If, in case, the article is really long, use a service like Read It Later or Instapaper to read the article for a nice lazy Sunday read. Alternatively, you can use Feedly’s built-in ‘save for later’ feature, which lets you keep a list of all the articles you want to read later. To start using it, simply press the ‘s’ key while on an article.

When it comes to browsing articles on the web, i.e. the links you come across while browsing Reddit, Stumbleupon, and Digg, use the Read It Later bookmarklets to keep a list of everything important. Alternatively, you can use Instapaper, which too provides similar features.

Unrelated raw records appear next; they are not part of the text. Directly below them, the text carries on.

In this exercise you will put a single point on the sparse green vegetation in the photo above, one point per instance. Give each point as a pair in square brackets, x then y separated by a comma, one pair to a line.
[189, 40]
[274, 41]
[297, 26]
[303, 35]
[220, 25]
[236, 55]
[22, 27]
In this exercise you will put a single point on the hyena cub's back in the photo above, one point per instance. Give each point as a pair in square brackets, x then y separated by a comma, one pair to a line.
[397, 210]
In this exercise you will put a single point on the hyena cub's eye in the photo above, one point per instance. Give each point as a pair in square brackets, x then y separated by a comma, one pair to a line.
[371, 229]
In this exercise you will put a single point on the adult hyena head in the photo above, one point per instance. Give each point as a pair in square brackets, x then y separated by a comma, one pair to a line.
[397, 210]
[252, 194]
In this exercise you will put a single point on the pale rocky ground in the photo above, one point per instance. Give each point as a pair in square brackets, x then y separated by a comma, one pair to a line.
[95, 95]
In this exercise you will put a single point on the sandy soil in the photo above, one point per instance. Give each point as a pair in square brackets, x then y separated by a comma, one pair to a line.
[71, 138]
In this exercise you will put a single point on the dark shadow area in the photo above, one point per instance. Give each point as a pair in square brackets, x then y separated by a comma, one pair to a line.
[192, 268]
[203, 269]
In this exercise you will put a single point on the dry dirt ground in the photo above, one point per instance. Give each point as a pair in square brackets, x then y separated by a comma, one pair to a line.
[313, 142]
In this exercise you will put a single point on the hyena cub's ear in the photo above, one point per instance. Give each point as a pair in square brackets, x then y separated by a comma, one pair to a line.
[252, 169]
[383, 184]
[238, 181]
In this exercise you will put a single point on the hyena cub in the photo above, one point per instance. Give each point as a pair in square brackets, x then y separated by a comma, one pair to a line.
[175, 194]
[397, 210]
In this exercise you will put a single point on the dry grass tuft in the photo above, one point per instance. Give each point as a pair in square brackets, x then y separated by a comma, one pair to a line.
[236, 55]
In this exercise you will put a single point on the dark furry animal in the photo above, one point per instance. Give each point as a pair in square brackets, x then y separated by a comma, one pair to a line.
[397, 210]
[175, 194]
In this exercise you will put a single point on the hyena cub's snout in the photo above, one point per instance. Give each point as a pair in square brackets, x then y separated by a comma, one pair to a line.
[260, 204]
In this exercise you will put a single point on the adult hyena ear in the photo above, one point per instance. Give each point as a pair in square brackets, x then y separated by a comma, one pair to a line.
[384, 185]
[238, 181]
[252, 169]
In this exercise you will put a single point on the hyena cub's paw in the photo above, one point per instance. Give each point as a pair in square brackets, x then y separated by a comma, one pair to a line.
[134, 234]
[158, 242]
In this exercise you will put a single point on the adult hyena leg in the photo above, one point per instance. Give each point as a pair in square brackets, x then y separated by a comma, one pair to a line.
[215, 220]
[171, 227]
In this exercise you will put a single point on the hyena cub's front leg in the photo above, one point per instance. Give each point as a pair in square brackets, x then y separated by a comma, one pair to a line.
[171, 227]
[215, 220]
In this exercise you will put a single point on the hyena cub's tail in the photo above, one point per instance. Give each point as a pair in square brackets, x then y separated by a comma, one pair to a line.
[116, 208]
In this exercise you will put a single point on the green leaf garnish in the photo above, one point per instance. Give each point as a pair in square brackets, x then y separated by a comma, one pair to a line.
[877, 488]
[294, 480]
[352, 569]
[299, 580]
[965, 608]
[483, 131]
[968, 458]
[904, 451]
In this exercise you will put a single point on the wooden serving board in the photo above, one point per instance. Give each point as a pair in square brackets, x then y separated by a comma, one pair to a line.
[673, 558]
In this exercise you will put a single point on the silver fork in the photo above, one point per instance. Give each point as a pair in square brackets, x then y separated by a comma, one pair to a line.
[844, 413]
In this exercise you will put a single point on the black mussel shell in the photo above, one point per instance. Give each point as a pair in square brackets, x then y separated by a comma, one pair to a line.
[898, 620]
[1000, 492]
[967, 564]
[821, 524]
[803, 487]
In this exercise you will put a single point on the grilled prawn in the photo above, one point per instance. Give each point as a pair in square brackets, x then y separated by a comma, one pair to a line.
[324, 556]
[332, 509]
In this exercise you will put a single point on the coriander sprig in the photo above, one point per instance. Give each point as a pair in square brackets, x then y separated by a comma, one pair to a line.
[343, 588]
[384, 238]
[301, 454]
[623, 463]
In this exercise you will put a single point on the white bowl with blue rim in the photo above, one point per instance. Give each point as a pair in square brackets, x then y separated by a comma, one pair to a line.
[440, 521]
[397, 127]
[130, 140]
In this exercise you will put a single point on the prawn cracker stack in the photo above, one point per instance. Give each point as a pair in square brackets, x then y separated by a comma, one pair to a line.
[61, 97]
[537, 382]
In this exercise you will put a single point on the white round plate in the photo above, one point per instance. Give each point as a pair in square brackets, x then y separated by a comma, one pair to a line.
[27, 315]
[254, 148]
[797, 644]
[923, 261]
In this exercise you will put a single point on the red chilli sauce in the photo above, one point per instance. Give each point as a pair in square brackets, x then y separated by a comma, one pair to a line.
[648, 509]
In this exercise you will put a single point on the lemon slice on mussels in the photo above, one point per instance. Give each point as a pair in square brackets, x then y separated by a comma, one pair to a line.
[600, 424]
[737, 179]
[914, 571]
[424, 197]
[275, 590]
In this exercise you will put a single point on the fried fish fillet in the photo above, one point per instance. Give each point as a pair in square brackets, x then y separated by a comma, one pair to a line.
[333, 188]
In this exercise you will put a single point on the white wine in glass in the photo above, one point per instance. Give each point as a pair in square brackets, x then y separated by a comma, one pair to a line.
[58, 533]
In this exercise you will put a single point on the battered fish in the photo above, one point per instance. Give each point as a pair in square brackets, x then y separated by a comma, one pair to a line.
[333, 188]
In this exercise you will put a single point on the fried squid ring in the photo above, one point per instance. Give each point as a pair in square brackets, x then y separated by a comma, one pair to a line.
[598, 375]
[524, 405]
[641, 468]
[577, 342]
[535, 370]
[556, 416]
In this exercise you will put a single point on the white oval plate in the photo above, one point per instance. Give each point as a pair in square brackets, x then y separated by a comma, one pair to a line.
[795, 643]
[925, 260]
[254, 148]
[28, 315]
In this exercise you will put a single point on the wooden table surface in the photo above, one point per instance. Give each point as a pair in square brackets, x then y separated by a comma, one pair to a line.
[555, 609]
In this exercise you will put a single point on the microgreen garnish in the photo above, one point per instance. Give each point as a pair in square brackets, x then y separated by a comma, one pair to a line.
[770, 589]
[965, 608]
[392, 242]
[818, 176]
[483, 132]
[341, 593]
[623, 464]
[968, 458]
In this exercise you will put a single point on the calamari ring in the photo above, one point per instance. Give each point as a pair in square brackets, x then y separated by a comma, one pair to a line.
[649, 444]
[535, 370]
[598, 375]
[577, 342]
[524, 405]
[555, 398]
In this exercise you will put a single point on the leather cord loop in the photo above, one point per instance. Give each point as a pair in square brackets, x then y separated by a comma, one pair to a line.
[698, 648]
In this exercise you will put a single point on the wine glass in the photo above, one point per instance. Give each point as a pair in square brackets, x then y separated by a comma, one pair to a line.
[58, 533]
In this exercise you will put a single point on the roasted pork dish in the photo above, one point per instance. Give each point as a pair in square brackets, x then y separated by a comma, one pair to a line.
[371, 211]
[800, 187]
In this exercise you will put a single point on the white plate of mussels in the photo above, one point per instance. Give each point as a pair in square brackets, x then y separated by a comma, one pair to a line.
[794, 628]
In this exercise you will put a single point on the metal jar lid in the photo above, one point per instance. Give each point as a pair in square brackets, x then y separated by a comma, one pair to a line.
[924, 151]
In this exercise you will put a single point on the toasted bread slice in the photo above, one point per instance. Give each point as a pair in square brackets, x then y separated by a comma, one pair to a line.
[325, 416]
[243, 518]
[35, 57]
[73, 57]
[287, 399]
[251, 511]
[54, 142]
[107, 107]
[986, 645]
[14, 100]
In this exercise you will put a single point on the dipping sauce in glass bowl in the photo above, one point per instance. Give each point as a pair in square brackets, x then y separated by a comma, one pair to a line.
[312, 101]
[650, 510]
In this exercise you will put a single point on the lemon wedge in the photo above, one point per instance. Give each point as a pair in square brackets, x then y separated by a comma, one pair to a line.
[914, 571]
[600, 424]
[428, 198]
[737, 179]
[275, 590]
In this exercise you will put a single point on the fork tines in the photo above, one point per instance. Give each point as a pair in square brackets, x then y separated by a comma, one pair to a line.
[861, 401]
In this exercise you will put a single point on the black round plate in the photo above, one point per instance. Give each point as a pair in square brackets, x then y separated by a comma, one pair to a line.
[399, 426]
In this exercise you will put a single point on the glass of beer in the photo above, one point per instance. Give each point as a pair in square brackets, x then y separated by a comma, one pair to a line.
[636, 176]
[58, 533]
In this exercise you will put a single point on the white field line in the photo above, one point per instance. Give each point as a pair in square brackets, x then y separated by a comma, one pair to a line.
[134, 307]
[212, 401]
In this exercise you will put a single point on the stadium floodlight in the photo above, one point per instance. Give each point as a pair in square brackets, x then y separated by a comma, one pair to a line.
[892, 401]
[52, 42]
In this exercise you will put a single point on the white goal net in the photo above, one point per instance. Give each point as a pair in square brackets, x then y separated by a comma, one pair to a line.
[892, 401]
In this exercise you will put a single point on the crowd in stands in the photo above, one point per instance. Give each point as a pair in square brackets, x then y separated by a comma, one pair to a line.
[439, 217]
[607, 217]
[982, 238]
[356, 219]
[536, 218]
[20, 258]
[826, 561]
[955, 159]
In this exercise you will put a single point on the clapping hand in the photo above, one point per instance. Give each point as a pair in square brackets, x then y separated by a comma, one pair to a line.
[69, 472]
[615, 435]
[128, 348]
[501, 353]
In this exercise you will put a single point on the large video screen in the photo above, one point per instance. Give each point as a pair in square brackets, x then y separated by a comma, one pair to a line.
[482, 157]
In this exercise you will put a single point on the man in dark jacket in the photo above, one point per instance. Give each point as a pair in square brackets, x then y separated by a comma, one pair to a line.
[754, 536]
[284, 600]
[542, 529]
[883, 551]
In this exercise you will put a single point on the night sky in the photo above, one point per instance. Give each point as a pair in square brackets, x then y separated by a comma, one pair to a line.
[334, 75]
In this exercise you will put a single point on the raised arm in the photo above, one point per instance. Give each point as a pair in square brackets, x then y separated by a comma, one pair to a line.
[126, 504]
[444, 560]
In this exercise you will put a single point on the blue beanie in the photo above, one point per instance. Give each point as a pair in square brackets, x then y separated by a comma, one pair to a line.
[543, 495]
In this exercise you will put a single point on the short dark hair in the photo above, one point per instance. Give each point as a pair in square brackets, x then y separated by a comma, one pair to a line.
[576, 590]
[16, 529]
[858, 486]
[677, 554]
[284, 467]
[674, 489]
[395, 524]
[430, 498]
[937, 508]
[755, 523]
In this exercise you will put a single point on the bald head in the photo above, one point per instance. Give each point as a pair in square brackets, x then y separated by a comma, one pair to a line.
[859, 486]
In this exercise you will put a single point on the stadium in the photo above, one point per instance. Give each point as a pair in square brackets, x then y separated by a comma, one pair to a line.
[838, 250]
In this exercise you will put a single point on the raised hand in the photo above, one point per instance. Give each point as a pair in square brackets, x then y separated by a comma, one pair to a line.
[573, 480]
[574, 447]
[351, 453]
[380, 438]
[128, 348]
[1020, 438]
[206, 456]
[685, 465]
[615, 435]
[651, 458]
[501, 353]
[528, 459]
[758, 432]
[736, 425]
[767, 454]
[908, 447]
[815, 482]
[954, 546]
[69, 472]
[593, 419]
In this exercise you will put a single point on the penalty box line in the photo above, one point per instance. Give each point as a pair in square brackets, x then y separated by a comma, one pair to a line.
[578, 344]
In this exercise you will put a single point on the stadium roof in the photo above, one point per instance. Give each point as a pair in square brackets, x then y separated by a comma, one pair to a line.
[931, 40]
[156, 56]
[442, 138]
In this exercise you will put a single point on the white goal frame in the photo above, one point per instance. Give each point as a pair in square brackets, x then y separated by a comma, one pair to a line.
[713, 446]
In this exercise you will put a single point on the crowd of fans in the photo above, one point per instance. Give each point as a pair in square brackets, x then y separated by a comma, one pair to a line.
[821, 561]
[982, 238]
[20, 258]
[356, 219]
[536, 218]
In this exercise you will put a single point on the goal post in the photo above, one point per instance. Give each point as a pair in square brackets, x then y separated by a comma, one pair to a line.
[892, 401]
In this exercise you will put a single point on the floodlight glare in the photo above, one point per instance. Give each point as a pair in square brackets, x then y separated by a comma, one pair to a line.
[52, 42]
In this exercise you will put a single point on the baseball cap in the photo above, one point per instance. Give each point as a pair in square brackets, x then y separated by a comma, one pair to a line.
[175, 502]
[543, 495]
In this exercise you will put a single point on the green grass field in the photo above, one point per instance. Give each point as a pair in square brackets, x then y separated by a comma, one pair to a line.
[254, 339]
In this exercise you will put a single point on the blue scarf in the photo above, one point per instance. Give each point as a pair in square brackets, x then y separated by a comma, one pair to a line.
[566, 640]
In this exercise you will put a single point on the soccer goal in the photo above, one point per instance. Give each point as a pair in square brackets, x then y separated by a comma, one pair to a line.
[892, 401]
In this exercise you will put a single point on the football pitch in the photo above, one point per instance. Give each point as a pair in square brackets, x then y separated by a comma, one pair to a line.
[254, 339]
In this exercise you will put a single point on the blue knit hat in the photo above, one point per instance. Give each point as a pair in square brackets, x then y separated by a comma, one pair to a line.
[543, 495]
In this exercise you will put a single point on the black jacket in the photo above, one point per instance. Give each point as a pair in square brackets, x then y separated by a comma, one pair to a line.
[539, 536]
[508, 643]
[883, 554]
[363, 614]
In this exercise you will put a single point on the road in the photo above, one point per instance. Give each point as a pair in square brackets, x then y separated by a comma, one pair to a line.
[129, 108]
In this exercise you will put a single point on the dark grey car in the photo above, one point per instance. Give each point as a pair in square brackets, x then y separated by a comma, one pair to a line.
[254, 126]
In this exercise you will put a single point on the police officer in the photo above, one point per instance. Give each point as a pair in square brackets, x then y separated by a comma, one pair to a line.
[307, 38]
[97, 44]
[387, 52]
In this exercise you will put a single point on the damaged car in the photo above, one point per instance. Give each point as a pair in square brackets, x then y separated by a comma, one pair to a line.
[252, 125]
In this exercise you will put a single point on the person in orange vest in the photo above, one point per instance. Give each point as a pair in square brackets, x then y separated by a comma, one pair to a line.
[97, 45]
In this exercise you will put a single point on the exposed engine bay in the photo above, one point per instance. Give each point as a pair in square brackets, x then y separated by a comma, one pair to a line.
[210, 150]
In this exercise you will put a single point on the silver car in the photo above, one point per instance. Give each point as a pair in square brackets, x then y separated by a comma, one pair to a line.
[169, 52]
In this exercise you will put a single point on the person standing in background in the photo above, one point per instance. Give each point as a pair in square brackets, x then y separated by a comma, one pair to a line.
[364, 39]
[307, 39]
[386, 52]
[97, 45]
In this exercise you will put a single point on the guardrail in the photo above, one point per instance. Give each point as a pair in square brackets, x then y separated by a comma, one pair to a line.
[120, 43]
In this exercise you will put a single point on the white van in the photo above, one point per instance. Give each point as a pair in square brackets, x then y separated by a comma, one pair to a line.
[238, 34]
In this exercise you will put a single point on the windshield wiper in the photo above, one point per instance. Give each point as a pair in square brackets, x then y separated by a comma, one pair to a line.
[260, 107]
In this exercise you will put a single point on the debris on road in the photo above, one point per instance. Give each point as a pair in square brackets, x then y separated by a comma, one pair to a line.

Time-based Procrastination

Whilst procrastinating, you might come across an article that you really want to read but don’t currently have the time to. In that case, the best thing to do is use Remember The Milk. For Chrome users, simply go to this page and add the Quickadd bookmarklet to your bookmarks bar. Now, whenever you come across something interesting, simply hit the bookmarklet. This will create a new task with the page’s URL. The best thing about this method is that you can set RTM to remind you about the article any time you want.

For Kindle Users

Finally, if you’re a Kindle user, there’s a service called, which, once activated, lets you send web articles to your Kindle or your Android phone with a click of a button. Simply install the service’s Chrome extension or bookmarklet and you’re good to go. The service also comes with a feature that lets you read your Google Reader feeds on your Kindle even when offline. Cool huh?